On March 3, 2024, Chelsea Diehl, a middle school student, also died by suicide. She was a friend of Loutas’ daughter and had spent time in their home. While Loutas knew Chelsea’s parents casually before her death, that relationship deepened afterward.
“I became very close with her mom and dad,” she said. “You don’t move on from something like that. You carry it.”

A third Lacey student died by suicide in November 2025. Out of respect for the family’s wishes, the student’s name is not being published. The grief remains too fresh.
Speaking When It’s Hard
At the request of the families, Loutas spoke at funerals for two of the children. She has helped organize vigils, supports remembrance efforts, and works to ensure that each child’s life is honored.
Each year, Helping Assist with Melis organizes a suicide awareness/mental health gift auction. Funds raised are directed back into the community through scholarship funds for graduating seniors at Lacey High School, established in memory of the students lost.
“In the last two years, we raised about $10,000,” Loutas said. “That money went back to the families and into scholarships in their children’s names.”
She does not describe the work as healing. Instead, she calls it necessary. “This isn’t something you get over,” Loutas said. “It’s something you respond to.”
In conversations with teens, parents, and community members, Loutas returns to the same themes: connection, presence, and time. “I really believe that even a five-minute conversation can save someone’s life,” she said.
Her message to young people is direct but gentle. “Everything in life is temporary,” she said. “But suicide is permanent. And the pain it leaves behind lasts forever.”

A National Crisis With Local Faces
The tragedies in Lacey reflect a broader national crisis.
According to federal data, suicide ranked as the 11th leading cause of death in the United States in 2023, claiming more than 49,300 lives. It was the second leading cause of death for individuals ages 10 to 34.
That year, 481 children ages 10 to 14 died by suicide nationwide. Among young adults ages 15 to 24, the number rose to 5,936.
New Jersey data mirrors the concern. The most recent New Jersey Student Health Survey, conducted in 2021, found that 20 percent of high school students reported that they had seriously considered attempting suicide in the prior year.
Loutas is not a clinician. Her instinct, instead, is rooted in connection. It is reflected in the mantra she often shares: #youareworthy.
Giving Sanctuary
On February 6, Helping Assist with Melis, in partnership with the Lacey Recreation Department, will host a Teen Social Night for students in grades 9 through 12. The free event will include music, food, activities, and access to mental health and prevention resources.
“It’s about creating a safe space,” Loutas said. “A place where kids feel welcome. Where they can just exist without pressure.”

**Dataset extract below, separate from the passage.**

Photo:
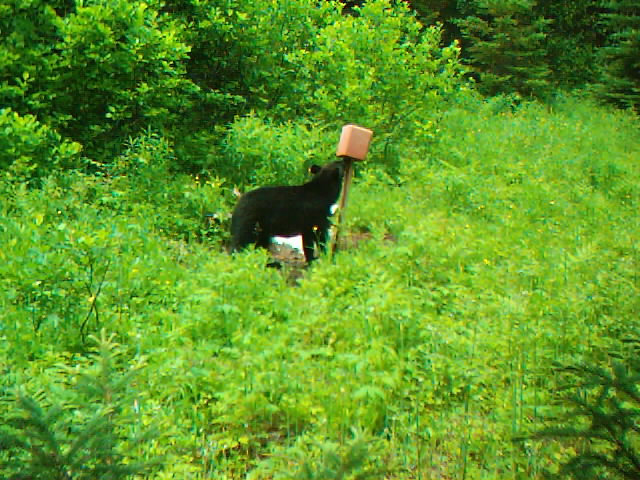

Loutas is clear that no single event or organization can prevent every tragedy. But she believes strongly in community responsibility and early intervention.
For anyone experiencing suicidal thoughts or emotional distress, help is available through the 988 Suicide and Crisis Lifeline, which offers confidential support 24 hours a day, seven days a week by call, text, or online chat.
“We can’t fix everything,” Loutas said. “But we can show up. And sometimes, showing up is what keeps someone here.”
“If we save one life,” she said, “Then everything we’ve done matters.”